To shorten it, mother was scheduled for pre-opt tests on her heart early Monday, and we proceeded with that. I feel I cannot stand to lose them both!!! The tests go fine and he asks about our arrangements which are only 3 days away (we had to wait for them to harvest organs, bone and skin and too we didn't want his service on her birthday in 2 days) so he sets the surgery for a few days after. She was in CCCU for two weeks, then had heart surgery again early Jan and Feb 04. Now, you would never know she had been through all that.

What happened? I had to go through surgery Jul 04, Oct 04 and then the 10 level fusion in Dec. I really needed her to help me instead of me doing all the taking care, but I was worried it would be too much on her. We still take care of one another, as I research, arrange and go with her to all medical appointments, ask the questions and see that meds and oxygen are what they need to be. But, the fact that she was desperately needed has made amazing changes. Even her heart doc and the family doc have noted that she has made even more tremendous strides and they both feel that the fact I got down and she had to be a bit stronger helped her through the grieving which she didn't have time to do because of her surgery, and gave her a new purpose to focus on again.
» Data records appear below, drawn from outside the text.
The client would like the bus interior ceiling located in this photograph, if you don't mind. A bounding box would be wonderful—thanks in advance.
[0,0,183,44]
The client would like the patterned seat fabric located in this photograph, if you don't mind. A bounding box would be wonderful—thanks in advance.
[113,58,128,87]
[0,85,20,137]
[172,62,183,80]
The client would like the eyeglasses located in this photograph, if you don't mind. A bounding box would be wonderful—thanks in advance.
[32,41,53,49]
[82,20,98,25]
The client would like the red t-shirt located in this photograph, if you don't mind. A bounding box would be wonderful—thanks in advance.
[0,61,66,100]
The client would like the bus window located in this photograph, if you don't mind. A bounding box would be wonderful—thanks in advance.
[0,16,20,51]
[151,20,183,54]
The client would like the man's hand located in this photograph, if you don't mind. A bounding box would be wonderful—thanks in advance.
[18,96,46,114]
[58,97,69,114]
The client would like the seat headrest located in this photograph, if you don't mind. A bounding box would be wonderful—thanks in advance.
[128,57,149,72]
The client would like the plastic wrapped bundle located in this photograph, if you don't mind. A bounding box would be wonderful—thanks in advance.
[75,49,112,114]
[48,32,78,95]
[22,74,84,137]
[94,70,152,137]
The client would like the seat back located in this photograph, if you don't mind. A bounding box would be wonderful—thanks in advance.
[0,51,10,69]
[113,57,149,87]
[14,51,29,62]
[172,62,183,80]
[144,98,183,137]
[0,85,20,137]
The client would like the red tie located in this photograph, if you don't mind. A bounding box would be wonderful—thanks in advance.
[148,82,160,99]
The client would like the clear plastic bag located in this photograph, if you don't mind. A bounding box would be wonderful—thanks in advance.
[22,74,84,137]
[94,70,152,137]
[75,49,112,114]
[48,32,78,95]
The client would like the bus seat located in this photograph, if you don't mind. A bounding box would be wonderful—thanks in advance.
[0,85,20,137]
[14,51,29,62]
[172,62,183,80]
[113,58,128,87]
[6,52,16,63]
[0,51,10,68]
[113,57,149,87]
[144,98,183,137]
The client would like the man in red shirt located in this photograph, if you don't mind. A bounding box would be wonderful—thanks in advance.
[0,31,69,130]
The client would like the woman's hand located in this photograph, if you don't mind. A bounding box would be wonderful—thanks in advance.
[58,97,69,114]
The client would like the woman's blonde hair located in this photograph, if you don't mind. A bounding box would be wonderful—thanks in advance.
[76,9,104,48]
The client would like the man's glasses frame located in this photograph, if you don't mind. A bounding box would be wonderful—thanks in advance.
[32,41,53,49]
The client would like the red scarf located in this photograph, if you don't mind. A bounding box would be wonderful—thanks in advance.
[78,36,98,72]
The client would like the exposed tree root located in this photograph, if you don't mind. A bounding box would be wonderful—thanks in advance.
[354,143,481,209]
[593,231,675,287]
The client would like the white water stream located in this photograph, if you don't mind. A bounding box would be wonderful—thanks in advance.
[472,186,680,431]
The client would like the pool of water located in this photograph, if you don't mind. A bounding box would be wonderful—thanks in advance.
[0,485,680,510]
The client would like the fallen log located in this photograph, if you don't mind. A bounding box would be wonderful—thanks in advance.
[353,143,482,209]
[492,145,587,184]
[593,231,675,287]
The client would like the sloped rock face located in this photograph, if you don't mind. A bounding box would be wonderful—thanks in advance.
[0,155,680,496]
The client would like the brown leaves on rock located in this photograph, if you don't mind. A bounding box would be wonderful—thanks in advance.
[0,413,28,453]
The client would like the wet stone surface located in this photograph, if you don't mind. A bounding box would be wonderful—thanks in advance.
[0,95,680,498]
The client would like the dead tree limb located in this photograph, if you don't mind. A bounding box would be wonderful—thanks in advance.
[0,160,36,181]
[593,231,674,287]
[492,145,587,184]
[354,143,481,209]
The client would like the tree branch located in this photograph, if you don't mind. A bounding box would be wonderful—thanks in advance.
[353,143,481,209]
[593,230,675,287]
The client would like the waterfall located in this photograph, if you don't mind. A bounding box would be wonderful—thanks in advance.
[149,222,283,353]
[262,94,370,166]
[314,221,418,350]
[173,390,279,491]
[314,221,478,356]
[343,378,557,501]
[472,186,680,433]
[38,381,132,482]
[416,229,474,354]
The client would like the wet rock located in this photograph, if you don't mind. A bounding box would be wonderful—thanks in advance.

This is a terrible period for you and I do understand how upsetting when we cannot be with our family at the moment we feel we need to. Certainly, anyone who says it isn't going to be rough, either hasn't been in such a situation or perhaps they are not from a family who is close knit. But, we do what we physically and emotionally can do, and you must tend to your physical healing of that back as it will affect the rest of your and your family's life. Neither your step mom nor dad would want you to destroy the work and make the pain and suffering for nothing. It appears you all are close and being so, they truly do understand and are most likely just as concerned they cannot be with you as well. You can improvise and do what is doable, but look ahead. If you can get your dad to come spend some time with you if your step mom passes, then whether a couple of weeks or longer it can be a healing time for your both, and can serve you both physically and emotionally for the hours you will have together.

Honey, you will be in all our prayers and you know that we are here if you need some broad shoulders. Call your doctor and then see what is doable for you and yours. Please let us know how you are doing.